L'App Immuni, una favola digitale
La dico subito e la dico tutta. L'App Immuni non serve a nulla.
O meglio
non serve a contenere l'epidemia di Coronavirus. Magari, anche se
fornita gratuitamente al governo italiano, servirà a chi l'ha creata, e "piazzata", a farsi un bel pò di pubblicità ed avere
accesso a migliaia di smart phone di cittadini italiani.
Ammetto
che sono prevenuto nei confronti dell'azione "salvifica"
delle App. Ne ho viste troppe, da quella che, registrando colpetti su
un cocomero, dice se è maturo, a quella che ci fa il check-up completo
senza bisogno di andare dal medico. La colpa, se tali applicazioni
risultano fallimentari, non è comunque degli sviluppatori o
venditori, ma di noi che le usiamo.

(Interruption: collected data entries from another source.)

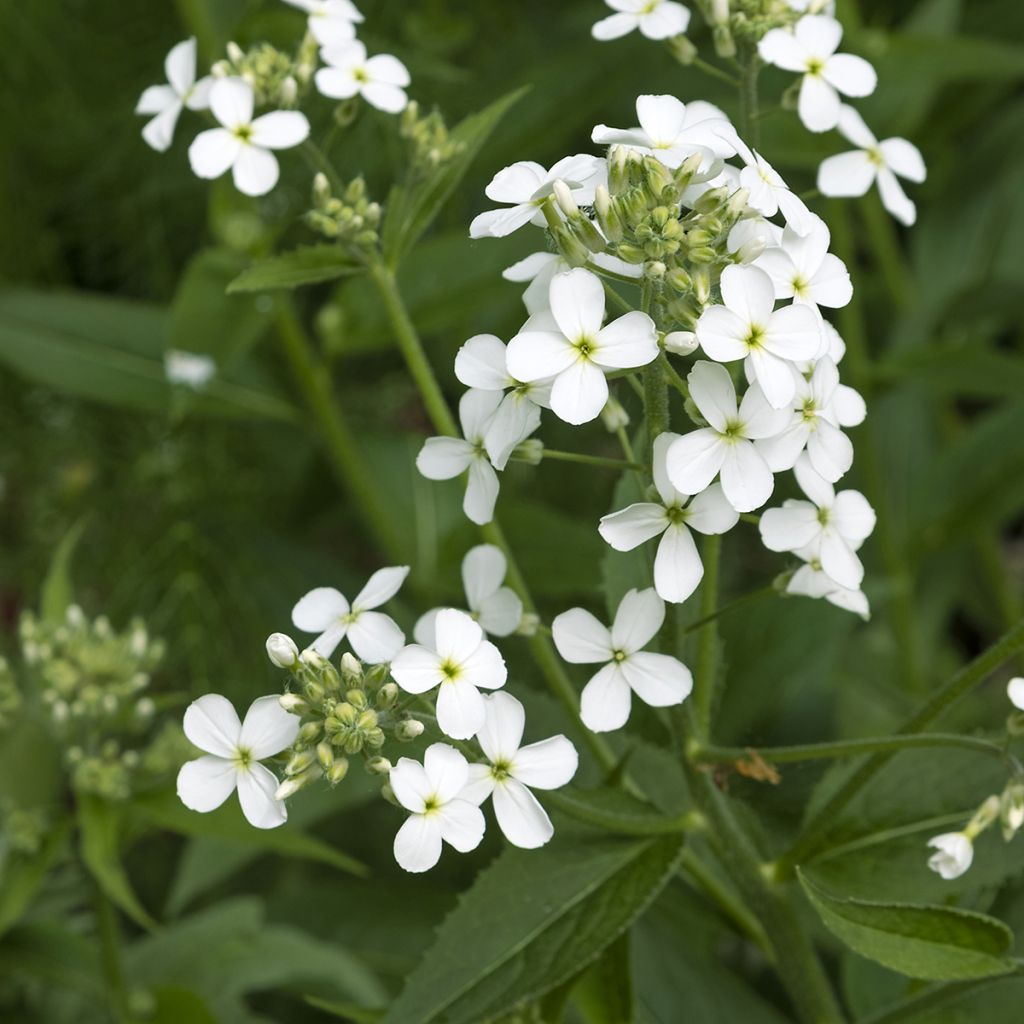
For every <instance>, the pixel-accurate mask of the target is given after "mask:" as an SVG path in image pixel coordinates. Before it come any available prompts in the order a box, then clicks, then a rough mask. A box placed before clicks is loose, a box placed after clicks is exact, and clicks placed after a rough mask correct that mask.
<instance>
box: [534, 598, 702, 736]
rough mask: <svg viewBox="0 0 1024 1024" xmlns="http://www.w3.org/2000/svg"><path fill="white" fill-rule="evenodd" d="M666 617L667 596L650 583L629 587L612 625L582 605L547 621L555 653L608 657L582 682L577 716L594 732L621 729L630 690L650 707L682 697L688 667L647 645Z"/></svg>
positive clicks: (654, 634)
mask: <svg viewBox="0 0 1024 1024" xmlns="http://www.w3.org/2000/svg"><path fill="white" fill-rule="evenodd" d="M664 622H665V602H664V601H663V600H662V599H660V598H659V597H658V596H657V594H656V593H654V591H653V590H652V589H648V590H641V591H638V590H631V591H630V592H629V593H628V594H627V595H626V596H625V597H624V598H623V600H622V602H621V603H620V605H618V610H617V611H616V612H615V621H614V623H613V624H612V626H611V629H610V631H609V630H608V629H607V628H606V627H605V626H603V625H602V624H601V623H599V622H598V621H597V618H595V617H594V616H593V615H592V614H591V613H590V612H589V611H587V610H585V609H584V608H571V609H569V610H568V611H563V612H562V613H561V614H560V615H558V616H557V617H556V618H555V621H554V622H553V623H552V624H551V632H552V636H553V638H554V641H555V646H556V647H557V648H558V653H559V654H561V655H562V657H563V658H565V660H566V662H569V663H571V664H573V665H597V664H601V663H606V664H604V665H603V667H602V668H601V669H600V670H599V671H598V672H597V674H596V675H595V676H593V677H592V678H591V680H590V682H589V683H587V685H586V687H584V691H583V695H582V697H581V705H580V717H581V718H582V719H583V723H584V725H586V726H587V728H588V729H591V730H592V731H593V732H608V731H610V730H612V729H621V728H622V727H623V726H624V725H625V724H626V722H627V721H628V720H629V717H630V705H631V701H632V697H631V694H633V693H636V695H637V696H638V697H640V699H641V700H643V701H644V703H647V705H650V706H651V707H652V708H667V707H670V706H672V705H678V703H682V702H683V700H685V699H686V697H687V696H688V695H689V692H690V690H691V689H692V688H693V678H692V676H691V675H690V670H689V669H687V668H686V666H685V665H683V663H682V662H680V660H679V659H678V658H675V657H672V656H671V655H669V654H655V653H652V652H650V651H645V650H643V649H642V648H644V647H646V646H647V644H648V643H650V641H651V640H653V639H654V637H655V636H656V635H657V631H658V630H659V629H660V628H662V624H663V623H664Z"/></svg>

La delusione è sempre figlia
dell'illusione. E noi che cerchiamo ormai scorciatoie a tutto,
volendo velocemente illuderci di sapere tutto e disquisire su tutto,
riteniamo che un'App, con un paio di clik, possa sostituirsi a ore
trascorse sui libri, anni di lavoro duro per imparare un mestiere,
decenni di esperienza per conoscere le persone etc. etc. In realtà
un'App è semplicemente uno strumento, un mezzo che richiede perizia
e competenza da parte di chi la usa per raggiungere uno scopo. E per raggiungere tale obiettivo dobbiamo tenere un comportamento che non
può essere disgiunto dal cervello, organo che, purtroppo, dovremmo
continuare ad usare con fatica ed umiltà.
Ma torniamo ad Immuni e cerchiamo di capire come funziona (nel video sottostante una scheda sintetica). In sostanza registra i dati sanitari del possessore dello smart phone e, con il bluetooth, memorizza gli identificativi di tutti gli smart phone con cui il possessore del primo dispositivo è stato in contatto. Per cui, quando il primo soggetto si ammala, verificando le persone che ha incontrato a meno di un metro, si risale a tutti gli altri.
Perchè non serve: 1) anche se con lo smartphone andiamo ovunque, non è detto che titolare dello stesso e possessore coincidano sempre 2) un soggetto asintomatico (e oggi il maggiore rischio è quello) può andare in giro per tutta l'Italia con il suo smart phone in tasca a infettare tutti senza che nessuno lo sappia 3) nel momento in cui viene accertata la positività di chi ha aderito ad Immuni bisogna "tamponare" centinaia di persone che sono passate ad un metro da lui negli ultimi giorni. E questo vale per tutti coloro che sono risultati positivi in quel giorno. Decine di migliaia di tamponi al giorno che il nostro sistema non è in grado di fare e soprattutto non fa velocemente. Senza contare che in moltissimi casi è uno sforzo inutile perchè, per fortuna, essere a meno di un metro da un contagiato non vuol dire automaticamente contagiarsi. 4) L'adesione a Immuni è volontaria e occorre che almeno il 60% della popolazione italiana accetti di aderire al tracciamento perchè ci sia qualche risultato (moltissimi non aderiranno per paura di essere controllati e monitorati nella loro vita privata e nel loro lavoro).
Ma se le cose stanno così e si mostrano a noi con una tale disarmante evidenza, come mai continuiamo a contrastare l'uso di Immuni solo perchè sarebbe un attentato alla privacy? Semplicemente perchè la più grande delle nostre illusioni digitali è che, dopo aver trascorso la giornata a smanettare sui social, fare ricerche su Google, usare carte di credito, telepass, e quant'altro, esista ancora la privacy.